Vi que procuraba conservar el control. Intentaba comportarse como la Madre del Año, pero llegaba demasiado tarde al escenario. Noté que se me estaban hinchando las pelotas.

– ¿Sí? -dije-. ¿Qué tengo aquí?

– Nada más que ginebra barata a cambio de sexo. Tú deberías verlo.

– Lo que yo veo -dije, y entrecerré los ojos porque la luz del pasillo me molestaba -es que tengo mucho más de lo que podéis imaginar, pero no podemos esperar milagros de comprensión, ¿verdad? Apenas tienes experiencia en el apartado pasión.

– Livie -dijo mi padre, y levantó la cabeza.

– Has bebido demasiado -dijo mi madre-. No te deja pensar bien. -Apretó su sien con los dedos. Cerró los ojos un momento. Reconocí los síntomas. Estaba forcejeando con una migraña. Unos minutos más, y la batalla era mía-. Telefonearemos a la universidad y diremos que irás mañana o pasado. Ahora, vamos a casa.

– No. Ahora nos diremos buenas noches. Estoy harta de Cambridge. Quién pisa el césped. Quién lleva tal vestido. Quién va a seleccionar tus trabajos este trimestre. Eso no es vivir. Nunca lo fue. Esto sí.

– ¿Con un hombre casado?

Mi padre la cogió del brazo. Aquel era el as que se había guardado en la manga.

– ¿Esperando a cuando le de el salto a su mujer? -Y entonces, porque sabía cómo aprovechar el momento, mi madre extendió la mano hacia mí-. Olivia, Oh, mi querida Olivia.

Me solté.

Yo no lo sabía, pero mi madre sí, ya lo creo. Estúpida veinteañera, satisfecha de sí misma, animal sexual, Liv Whitelaw la Forajida, con un hombre maduro que comía de su mano, no lo sabía. Tendría que haberlo adivinado, pero no lo había hecho porque todo entre nosotros era diferente, nuevo, excitante, pero cuando los hechos desfilaron ante mí, como sucede cuando sufres una conmoción, supe que mi madre estaba diciendo la verdad. Richie no se quedaba todas las noches. Decía que tenía una actuación en otra ciudad, y en cierto modo lo era: en Brighton, con su mujer y sus hijos, en casa.
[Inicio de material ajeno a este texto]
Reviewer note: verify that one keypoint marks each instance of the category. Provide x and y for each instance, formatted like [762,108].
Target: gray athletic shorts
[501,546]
– No lo sabías, ¿verdad querida? -dijo mi madre, y la compasión que percibí en su voz me proporcionó fuerzas para contestar.

– ¿Qué más da? Pues claro que lo sabía. No soy una cretina.

Pero lo era. Porque no envié a la mierda a Richie Brewster en aquel momento.

Os estaréis preguntando por qué, ¿no? Muy sencillo. No tenía otra alternativa. ¿Adonde habría ido? ¿De vuelta a Cambridge para interpretar el papel de estudiante modelo, mientras todo el mundo espiaba mi falso movimiento siguiente? ¿A la casa de Kensington, donde mi madre actuaría con nobleza mientras atendía mis males sentimentales? ¿Al arroyo? No. Nada de eso me convenía. No iba a ir a ningún sitio. Controlaba mi vida y lo iba a demostrar sin la menor duda.

– Va a dejar a su mujer -dije-, por si te interesa saberlo.

Cerré la puerta. Con llave.

Llamaron durante un rato. Al menos, mi madre lo hizo. Oí decir a papá «Basta ya, Miriam» en voz baja, que sonó muy lejana. Registré la cómoda en busca de un nuevo paquete de cigarrillos. Encendí uno, me serví otra copa y esperé a que se rindieran y marcharan. Y todo el rato pensé en lo que iba a decir y hacer cuando Richie apareciera y le pusiera de rodillas.

Tenía cien escenas, y todas terminaban con Richie suplicando clemencia, pero no volvió al Commodore hasta pasadas dos semanas. Se enteró de alguna manera. Y cuando por fin asomó la jeta, yo ya sabía desde hacía tres días que estaba embarazada.